The craype-accel-nvidia80 module in the default environment will add the -gpu compiler flag for nvhpc compilers along with appropriate include directories and libraries. It is left to the user to provide an additional flag to the nvhpc compilers to select the target GPU programming model. In this case, -cuda is used to indicate compilation of CUDA code. The application can then be launched within a batch job submission script or as follows on one of the compute nodes.

$ ./vecadd 
# of devices= 4
  [0] Platform[ Nvidia ] Type[ GPU ] Device[ NVIDIA A100-SXM4-40GB ]
  [1] Platform[ Nvidia ] Type[ GPU ] Device[ NVIDIA A100-SXM4-40GB ]
  [2] Platform[ Nvidia ] Type[ GPU ] Device[ NVIDIA A100-SXM4-40GB ]
  [3] Platform[ Nvidia ] Type[ GPU ] Device[ NVIDIA A100-SXM4-40GB ]
Running on GPU 0!
Using single-precision

  Name= NVIDIA A100-SXM4-40GB
  Locally unique identifier= 
  Clock Frequency(KHz)= 1410000
  Compute Mode= 0
  Major compute capability= 8
  Minor compute capability= 0
  Number of multiprocessors on device= 108
  Warp size in threads= 32
  Single precision performance ratio= 2

Result is CORRECT!! :)

GPU OpenACC¶

A simple MPI-parallel OpenACC example is available here. Compilation proceeds similar to the above CUDA example except for the use of the -acc=gpu compiler flag to indicate compilation of OpenACC code for GPUs.

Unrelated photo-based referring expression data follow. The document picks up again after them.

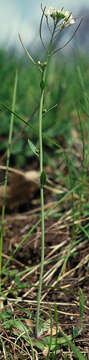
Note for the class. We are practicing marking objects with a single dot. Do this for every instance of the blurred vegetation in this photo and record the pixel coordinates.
(67, 86)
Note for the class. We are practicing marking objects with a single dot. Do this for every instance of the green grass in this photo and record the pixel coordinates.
(64, 126)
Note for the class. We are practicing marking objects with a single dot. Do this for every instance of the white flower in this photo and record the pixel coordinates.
(58, 15)
(68, 21)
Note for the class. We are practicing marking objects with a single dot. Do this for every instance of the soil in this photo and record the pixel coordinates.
(66, 271)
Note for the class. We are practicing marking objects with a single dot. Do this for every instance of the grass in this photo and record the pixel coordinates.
(66, 153)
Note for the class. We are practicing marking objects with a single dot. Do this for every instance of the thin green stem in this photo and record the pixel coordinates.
(42, 204)
(6, 175)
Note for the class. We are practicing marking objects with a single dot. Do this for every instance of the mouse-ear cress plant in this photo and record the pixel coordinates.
(56, 21)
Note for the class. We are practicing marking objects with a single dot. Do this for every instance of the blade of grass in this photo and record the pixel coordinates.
(6, 175)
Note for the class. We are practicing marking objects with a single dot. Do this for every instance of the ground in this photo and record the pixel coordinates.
(65, 279)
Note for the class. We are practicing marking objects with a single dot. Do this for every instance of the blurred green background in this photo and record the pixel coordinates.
(67, 87)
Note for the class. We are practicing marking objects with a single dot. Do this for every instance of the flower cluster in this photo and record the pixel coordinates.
(58, 15)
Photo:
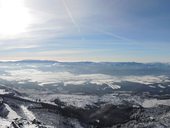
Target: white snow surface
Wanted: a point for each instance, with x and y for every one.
(12, 114)
(29, 115)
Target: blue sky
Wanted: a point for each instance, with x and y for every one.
(92, 30)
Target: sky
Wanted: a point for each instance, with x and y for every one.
(85, 30)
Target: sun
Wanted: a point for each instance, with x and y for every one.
(14, 17)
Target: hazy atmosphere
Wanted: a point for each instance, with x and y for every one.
(85, 30)
(84, 64)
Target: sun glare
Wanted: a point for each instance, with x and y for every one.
(14, 17)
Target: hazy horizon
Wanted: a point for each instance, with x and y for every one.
(78, 30)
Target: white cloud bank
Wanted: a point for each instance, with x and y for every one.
(34, 75)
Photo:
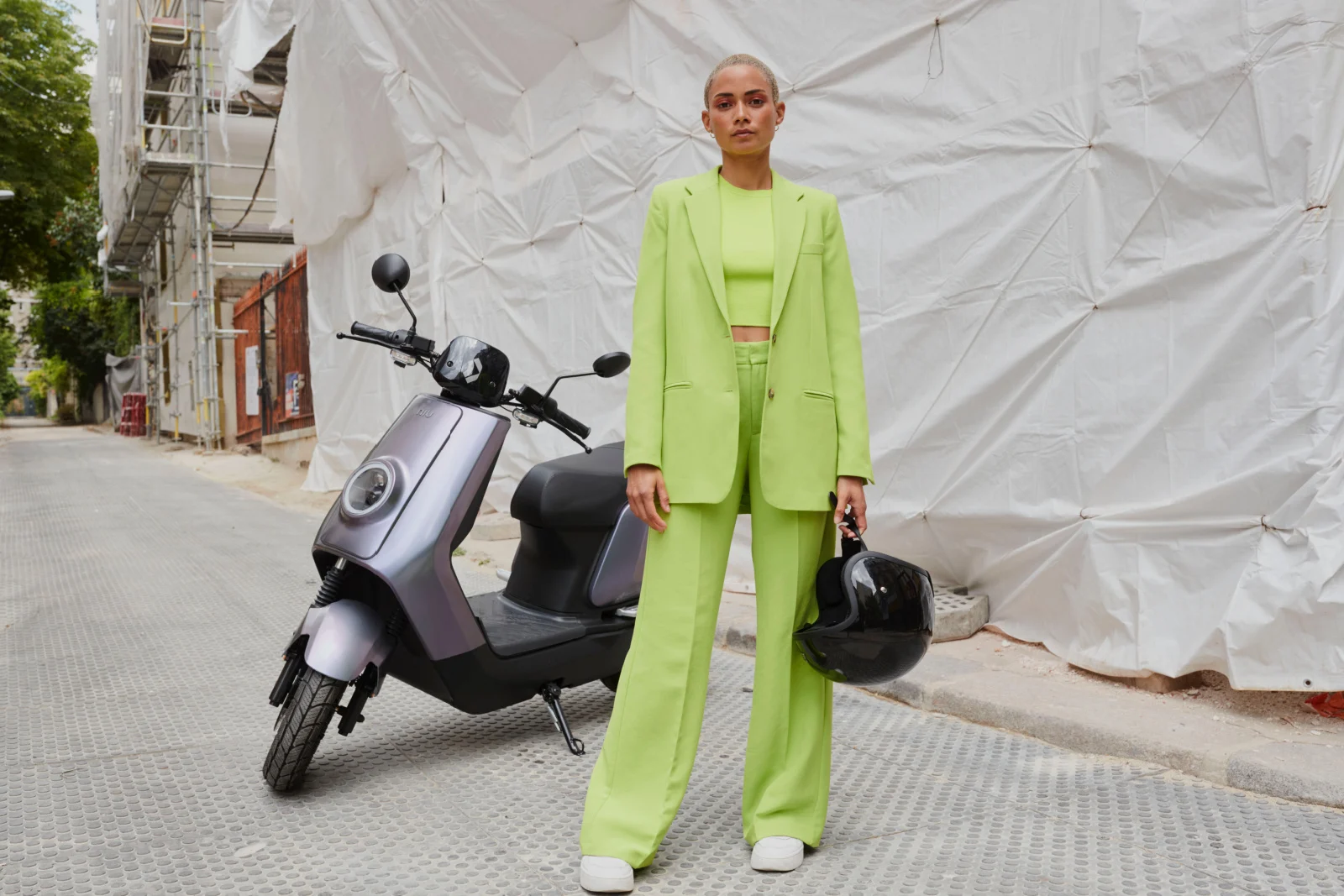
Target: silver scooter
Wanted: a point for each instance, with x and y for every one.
(390, 602)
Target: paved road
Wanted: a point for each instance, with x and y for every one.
(143, 609)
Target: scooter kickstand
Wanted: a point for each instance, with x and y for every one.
(551, 694)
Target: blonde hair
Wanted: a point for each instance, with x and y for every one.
(743, 60)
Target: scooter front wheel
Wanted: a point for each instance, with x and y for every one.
(302, 723)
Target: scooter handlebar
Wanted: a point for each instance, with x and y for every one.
(564, 421)
(370, 332)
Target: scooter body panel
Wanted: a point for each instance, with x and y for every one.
(409, 448)
(430, 519)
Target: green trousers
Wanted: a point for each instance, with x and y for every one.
(642, 773)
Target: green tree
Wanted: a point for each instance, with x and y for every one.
(10, 387)
(76, 322)
(47, 154)
(54, 374)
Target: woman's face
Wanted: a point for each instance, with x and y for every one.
(741, 114)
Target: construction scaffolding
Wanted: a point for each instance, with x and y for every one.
(178, 208)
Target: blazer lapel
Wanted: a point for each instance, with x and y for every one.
(702, 208)
(790, 217)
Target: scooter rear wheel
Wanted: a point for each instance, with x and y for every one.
(302, 721)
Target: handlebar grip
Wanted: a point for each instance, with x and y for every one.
(566, 421)
(369, 332)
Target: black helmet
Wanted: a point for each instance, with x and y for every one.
(472, 371)
(875, 616)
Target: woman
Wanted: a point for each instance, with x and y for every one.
(746, 396)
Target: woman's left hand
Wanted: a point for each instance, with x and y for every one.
(850, 493)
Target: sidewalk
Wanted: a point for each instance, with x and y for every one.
(1263, 741)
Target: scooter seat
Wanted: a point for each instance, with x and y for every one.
(578, 490)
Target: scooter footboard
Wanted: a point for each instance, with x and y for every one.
(343, 638)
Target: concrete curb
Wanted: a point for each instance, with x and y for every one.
(1113, 721)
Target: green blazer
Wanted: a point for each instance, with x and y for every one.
(682, 407)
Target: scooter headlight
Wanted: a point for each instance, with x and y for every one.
(367, 488)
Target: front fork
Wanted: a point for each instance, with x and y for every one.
(369, 680)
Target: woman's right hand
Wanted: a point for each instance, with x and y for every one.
(645, 490)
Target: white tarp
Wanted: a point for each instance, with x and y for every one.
(1097, 244)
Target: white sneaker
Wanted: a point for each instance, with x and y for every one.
(606, 875)
(777, 853)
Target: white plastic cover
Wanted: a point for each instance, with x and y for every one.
(1097, 248)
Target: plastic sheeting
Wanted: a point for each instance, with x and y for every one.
(124, 375)
(1097, 249)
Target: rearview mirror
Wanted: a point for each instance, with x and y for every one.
(611, 364)
(391, 273)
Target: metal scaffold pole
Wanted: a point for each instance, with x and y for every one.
(203, 286)
(156, 101)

CC -g -O3 -std=c++0x -acc=gpu -gpu=cc80,cuda11.0 main.cpp -o vecadd

In this example, each MPI rank sees all four GPUs on a Polaris node and GPUs are bound to MPI ranks round-robin within the application.

$ mpiexec -n 4 ./vecadd
# of devices= 4
Using single-precision

Rank 0 running on GPU 0!
Rank 1 running on GPU 1!
Rank 2 running on GPU 2!
Rank 3 running on GPU 3!

Result is CORRECT!! :)

If the application instead relies on the job launcher to bind MPI ranks to available GPUs, then a small helper script can be used to explicitly set CUDA_VISIBLE_DEVICES appropriately for each MPI rank. One example is available here where each MPI rank is similarly bound to a single GPU with round-robin assignment. The binding of MPI ranks to GPUs is discussed in more detail here.

GPU OpenCL¶

A simple OpenCL example is available here. The OpenCL headers and library are available in the NVHPC SDK and CUDA toolkits. The environment variable NVIDIA_PATH is defined for the PrgEnv-nvidia programming environment.

CC -o vecadd -g -O3 -std=c++0x  -I${NVIDIA_PATH}/cuda/include main.o -L${NVIDIA_PATH}/cuda/lib64 -lOpenCL

This simple example can be run on a Polaris compute node as follows.

$ ./vecadd
Running on GPU!
Using single-precision

    CL_DEVICE_NAME: NVIDIA A100-SXM4-40GB
    CL_DEVICE_VERSION: OpenCL 3.0 CUDA
    CL_DEVICE_OPENCL_C_VERSION: OpenCL C 1.2 
    CL_DEVICE_MAX_COMPUTE_UNITS: 108
    CL_DEVICE_MAX_CLOCK_FREQUENCY: 1410
    CL_DEVICE_MAX_WORK_GROUP_SIZE: 1024

Result is CORRECT!! :)

GPU OpenMP¶

A simple MPI-parallel OpenMP example is available here. Compilation proceeds similar to the above examples except for the use of the -mp=gpu compiler flag to indicate compilation of OpenMP code for GPUs.

CC -g -O3 -std=c++0x -mp=gpu -gpu=cc80,cuda11.0 -c main.cpp -o vecadd

Similar to the OpenACC example above, this code binds MPI ranks to GPUs in a round-robin fashion.

$ mpiexec -n 4 ./vecadd
# of devices= 4
Rank 0 running on GPU 0!
Rank 1 running on GPU 1!
Rank 2 running on GPU 2!
Rank 3 running on GPU 3!

Result is CORRECT!! :)